While AI adoption is accelerating, a sustained YoY growth rate below 20% for enterprise AI budgets by 2026 is plausible given the increasing maturity of AI investments and potential for budget rationalization after initial rapid deployment. Recent reports suggest a slowdown in IT spending growth, and while AI is a priority, broader economic pressures could temper exponential budget increases.
Enterprise AI budgets have demonstrated robust growth momentum, with Gartner's 2024-2025 data showing AI spending growth of 25-30% YoY across most enterprise segments.
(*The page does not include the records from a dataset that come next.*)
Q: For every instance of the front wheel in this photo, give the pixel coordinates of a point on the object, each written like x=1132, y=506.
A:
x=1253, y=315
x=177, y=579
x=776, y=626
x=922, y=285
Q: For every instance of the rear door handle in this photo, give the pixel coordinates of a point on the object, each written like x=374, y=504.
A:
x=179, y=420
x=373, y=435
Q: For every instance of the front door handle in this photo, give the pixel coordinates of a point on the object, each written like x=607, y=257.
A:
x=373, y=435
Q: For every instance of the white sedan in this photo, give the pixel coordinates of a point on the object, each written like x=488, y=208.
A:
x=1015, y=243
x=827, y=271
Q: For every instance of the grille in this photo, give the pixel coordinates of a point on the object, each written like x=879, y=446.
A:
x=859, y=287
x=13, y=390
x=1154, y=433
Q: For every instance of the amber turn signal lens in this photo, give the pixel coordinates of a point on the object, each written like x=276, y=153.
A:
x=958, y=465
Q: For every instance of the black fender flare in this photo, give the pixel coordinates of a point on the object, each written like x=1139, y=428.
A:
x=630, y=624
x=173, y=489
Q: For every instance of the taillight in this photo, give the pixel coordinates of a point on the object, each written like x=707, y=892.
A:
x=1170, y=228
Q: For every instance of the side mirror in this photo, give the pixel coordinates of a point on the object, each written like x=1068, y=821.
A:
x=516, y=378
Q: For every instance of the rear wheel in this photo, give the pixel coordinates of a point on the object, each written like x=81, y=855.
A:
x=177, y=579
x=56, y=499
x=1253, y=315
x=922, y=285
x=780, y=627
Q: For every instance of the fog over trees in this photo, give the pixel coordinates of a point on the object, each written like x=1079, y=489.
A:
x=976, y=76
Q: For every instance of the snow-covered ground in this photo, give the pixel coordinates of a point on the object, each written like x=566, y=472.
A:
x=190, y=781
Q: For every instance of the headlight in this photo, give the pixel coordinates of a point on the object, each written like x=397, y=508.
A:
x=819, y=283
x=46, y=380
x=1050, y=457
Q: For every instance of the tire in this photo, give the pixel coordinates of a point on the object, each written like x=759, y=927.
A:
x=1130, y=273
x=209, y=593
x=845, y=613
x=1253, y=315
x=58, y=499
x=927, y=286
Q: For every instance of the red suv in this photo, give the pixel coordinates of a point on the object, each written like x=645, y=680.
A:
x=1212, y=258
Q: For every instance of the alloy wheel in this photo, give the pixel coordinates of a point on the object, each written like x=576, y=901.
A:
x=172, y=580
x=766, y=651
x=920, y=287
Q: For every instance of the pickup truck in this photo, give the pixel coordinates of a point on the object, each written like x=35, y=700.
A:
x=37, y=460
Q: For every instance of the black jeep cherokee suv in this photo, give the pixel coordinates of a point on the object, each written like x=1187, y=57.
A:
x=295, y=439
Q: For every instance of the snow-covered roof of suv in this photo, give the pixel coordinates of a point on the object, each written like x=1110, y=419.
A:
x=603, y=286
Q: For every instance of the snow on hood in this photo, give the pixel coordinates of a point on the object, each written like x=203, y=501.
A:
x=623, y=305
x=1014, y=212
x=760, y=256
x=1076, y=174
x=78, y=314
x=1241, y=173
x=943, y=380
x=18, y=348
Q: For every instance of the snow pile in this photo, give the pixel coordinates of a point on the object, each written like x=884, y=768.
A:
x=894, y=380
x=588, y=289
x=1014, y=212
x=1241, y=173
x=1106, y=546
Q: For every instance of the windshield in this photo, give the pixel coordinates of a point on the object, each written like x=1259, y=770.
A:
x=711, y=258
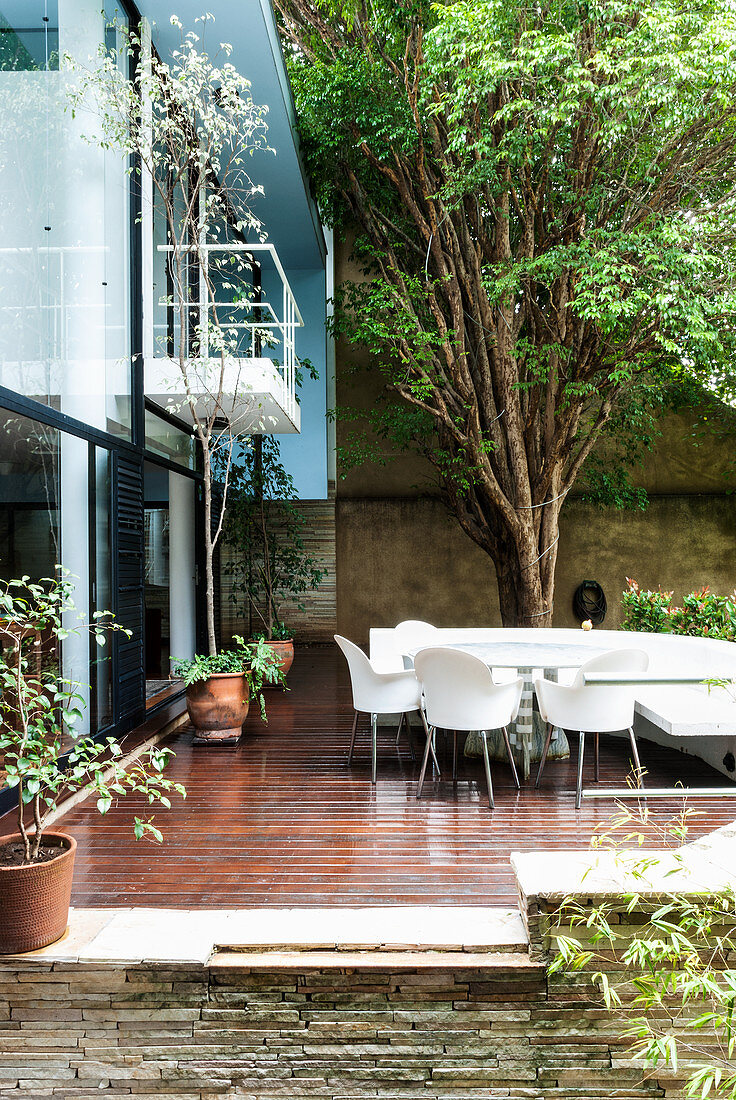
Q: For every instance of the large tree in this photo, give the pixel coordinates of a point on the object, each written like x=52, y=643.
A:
x=544, y=197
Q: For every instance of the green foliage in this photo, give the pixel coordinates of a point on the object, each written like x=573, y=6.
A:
x=667, y=975
x=546, y=237
x=265, y=529
x=40, y=710
x=702, y=614
x=254, y=659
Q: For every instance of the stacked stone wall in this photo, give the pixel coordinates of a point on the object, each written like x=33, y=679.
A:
x=74, y=1030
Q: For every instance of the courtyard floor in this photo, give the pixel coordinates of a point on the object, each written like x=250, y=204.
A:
x=282, y=821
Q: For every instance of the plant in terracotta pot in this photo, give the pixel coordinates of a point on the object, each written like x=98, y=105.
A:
x=47, y=759
x=219, y=689
x=270, y=564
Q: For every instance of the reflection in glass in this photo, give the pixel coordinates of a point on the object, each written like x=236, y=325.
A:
x=29, y=497
x=64, y=222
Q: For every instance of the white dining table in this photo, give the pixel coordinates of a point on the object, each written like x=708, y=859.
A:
x=526, y=658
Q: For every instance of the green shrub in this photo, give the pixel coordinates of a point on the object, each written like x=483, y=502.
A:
x=702, y=614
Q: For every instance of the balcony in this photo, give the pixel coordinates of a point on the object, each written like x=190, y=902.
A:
x=257, y=391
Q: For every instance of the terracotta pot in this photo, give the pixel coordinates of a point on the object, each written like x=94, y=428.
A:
x=218, y=707
x=285, y=651
x=34, y=900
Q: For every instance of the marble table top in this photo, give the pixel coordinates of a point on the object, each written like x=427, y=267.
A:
x=525, y=655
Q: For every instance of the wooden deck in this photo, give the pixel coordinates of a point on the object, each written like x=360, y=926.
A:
x=282, y=821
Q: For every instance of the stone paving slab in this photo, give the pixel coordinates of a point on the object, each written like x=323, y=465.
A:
x=180, y=937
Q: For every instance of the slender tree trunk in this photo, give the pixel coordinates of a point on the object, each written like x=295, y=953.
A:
x=209, y=569
x=525, y=589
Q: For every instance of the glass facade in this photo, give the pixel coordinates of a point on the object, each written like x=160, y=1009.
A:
x=65, y=219
x=169, y=442
x=30, y=514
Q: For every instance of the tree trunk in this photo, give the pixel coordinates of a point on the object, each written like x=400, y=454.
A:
x=209, y=571
x=525, y=590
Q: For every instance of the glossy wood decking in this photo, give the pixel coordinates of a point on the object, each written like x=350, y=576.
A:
x=282, y=821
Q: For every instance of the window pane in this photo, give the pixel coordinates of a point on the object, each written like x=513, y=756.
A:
x=64, y=223
x=169, y=442
x=102, y=585
x=30, y=534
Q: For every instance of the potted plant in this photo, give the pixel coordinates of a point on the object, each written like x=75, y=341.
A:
x=188, y=127
x=270, y=564
x=46, y=759
x=219, y=689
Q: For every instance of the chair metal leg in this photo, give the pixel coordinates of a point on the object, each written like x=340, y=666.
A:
x=581, y=752
x=635, y=754
x=431, y=743
x=545, y=751
x=352, y=739
x=511, y=759
x=597, y=757
x=484, y=738
x=374, y=745
x=428, y=748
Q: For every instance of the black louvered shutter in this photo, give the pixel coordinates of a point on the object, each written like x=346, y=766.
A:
x=128, y=652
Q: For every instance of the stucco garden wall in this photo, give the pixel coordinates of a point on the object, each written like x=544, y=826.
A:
x=406, y=558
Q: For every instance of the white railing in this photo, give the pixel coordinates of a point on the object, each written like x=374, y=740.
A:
x=268, y=328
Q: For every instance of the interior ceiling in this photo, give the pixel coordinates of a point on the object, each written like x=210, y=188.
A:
x=286, y=208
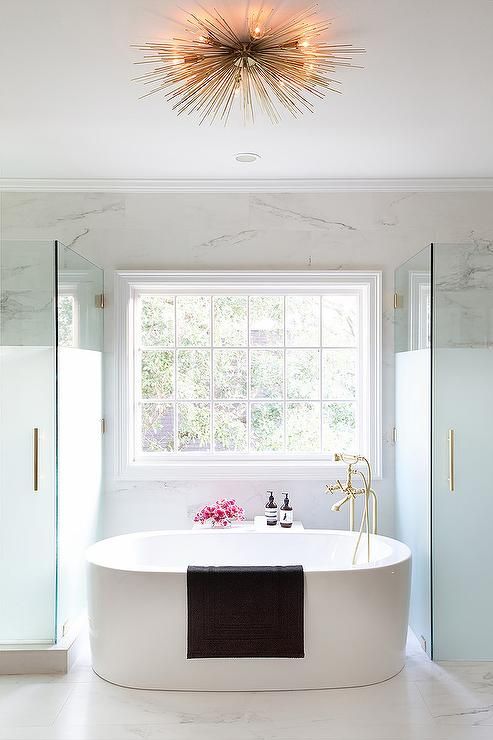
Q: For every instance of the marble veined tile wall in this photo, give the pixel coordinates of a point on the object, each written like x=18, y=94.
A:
x=463, y=281
x=256, y=231
x=27, y=293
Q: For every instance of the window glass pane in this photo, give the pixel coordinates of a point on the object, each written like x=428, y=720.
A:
x=303, y=373
x=339, y=428
x=303, y=427
x=157, y=372
x=340, y=320
x=230, y=373
x=193, y=426
x=193, y=373
x=267, y=429
x=266, y=373
x=339, y=373
x=157, y=427
x=157, y=315
x=230, y=321
x=193, y=316
x=266, y=321
x=230, y=427
x=302, y=321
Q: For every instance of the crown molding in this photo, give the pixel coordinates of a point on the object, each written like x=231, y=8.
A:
x=314, y=185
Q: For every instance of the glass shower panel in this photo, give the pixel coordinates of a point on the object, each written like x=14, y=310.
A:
x=80, y=336
x=462, y=450
x=27, y=442
x=412, y=313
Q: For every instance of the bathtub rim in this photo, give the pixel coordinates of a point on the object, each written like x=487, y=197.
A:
x=399, y=552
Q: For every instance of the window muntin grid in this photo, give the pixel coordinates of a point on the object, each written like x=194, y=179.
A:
x=258, y=412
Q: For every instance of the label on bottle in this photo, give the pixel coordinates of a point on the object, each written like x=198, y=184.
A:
x=286, y=517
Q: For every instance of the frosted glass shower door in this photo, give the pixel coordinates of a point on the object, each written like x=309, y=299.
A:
x=462, y=485
x=27, y=457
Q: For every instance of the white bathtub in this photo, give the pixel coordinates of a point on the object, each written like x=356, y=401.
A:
x=355, y=617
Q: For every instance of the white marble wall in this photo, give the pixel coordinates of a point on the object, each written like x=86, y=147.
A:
x=292, y=231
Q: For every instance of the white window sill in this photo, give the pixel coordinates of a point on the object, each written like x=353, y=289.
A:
x=234, y=470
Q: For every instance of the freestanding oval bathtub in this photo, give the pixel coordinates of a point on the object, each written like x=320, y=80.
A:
x=355, y=616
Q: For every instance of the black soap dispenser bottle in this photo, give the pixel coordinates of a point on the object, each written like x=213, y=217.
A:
x=271, y=510
x=286, y=513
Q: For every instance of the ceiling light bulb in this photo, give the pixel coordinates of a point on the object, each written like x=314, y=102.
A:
x=247, y=157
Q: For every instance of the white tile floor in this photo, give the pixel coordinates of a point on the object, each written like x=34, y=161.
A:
x=452, y=701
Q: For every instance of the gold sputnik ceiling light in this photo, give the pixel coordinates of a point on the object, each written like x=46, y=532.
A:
x=262, y=67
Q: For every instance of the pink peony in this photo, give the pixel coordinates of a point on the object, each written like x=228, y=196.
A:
x=222, y=513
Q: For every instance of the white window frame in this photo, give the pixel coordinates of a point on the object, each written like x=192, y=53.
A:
x=128, y=283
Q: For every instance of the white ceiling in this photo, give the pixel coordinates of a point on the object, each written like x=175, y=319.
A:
x=421, y=107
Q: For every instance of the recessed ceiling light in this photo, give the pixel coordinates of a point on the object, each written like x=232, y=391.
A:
x=247, y=157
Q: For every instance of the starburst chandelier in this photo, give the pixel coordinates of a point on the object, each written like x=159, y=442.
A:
x=260, y=67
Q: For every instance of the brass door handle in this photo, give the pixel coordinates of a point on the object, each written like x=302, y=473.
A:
x=451, y=459
x=35, y=459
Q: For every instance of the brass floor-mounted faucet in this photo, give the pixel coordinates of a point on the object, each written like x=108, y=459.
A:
x=350, y=493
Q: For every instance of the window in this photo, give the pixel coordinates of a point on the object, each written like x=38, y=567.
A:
x=246, y=373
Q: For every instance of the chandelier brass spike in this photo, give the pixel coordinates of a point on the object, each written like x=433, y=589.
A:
x=262, y=66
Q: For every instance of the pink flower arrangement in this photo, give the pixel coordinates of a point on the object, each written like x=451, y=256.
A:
x=222, y=513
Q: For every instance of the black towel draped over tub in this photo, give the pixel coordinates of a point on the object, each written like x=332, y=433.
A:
x=245, y=612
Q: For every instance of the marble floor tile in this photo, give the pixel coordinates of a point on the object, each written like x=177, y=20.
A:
x=31, y=703
x=426, y=701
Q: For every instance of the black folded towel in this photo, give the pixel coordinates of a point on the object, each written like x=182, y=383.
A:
x=245, y=612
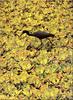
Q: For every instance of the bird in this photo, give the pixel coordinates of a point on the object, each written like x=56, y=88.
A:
x=39, y=34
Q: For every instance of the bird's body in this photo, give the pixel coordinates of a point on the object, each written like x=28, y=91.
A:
x=39, y=34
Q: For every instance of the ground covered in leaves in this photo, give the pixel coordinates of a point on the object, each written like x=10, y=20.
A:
x=29, y=73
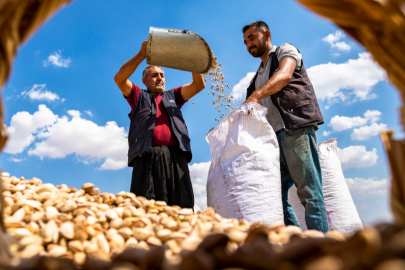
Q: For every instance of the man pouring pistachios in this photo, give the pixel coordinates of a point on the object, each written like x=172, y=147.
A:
x=159, y=143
Given the acceleration of generative AI adoption, competitive pressures to implement AI capabilities, and increased organizational confidence in ROI following successful pilot programs, a slowdown to sub-20% growth would represent a significant deceleration from current trajectory. However, potential headwinds including macroeconomic tightening, rising interest rates, and potential AI implementation fatigue could moderate growth rates toward the 15-20% range by 2026.
Enterprise AI spend grew 38% YoY in Gartner’s 2024 CIO Survey and 29% in the 2025 mid-year update; 2023-2025 budget data show diminishing incremental returns as most large firms have already funded foundational GenAI pilots, with average 2026 budget guidance now citing 12-18% increases per Deloitte and McKinsey 2025 planning surveys. Macro conditions (Fed funds at 4.25-4.50%, 2025 capex guidance flat-to-down 3% at S&P 500 tech firms) further constrain incremental spend above the 20% threshold.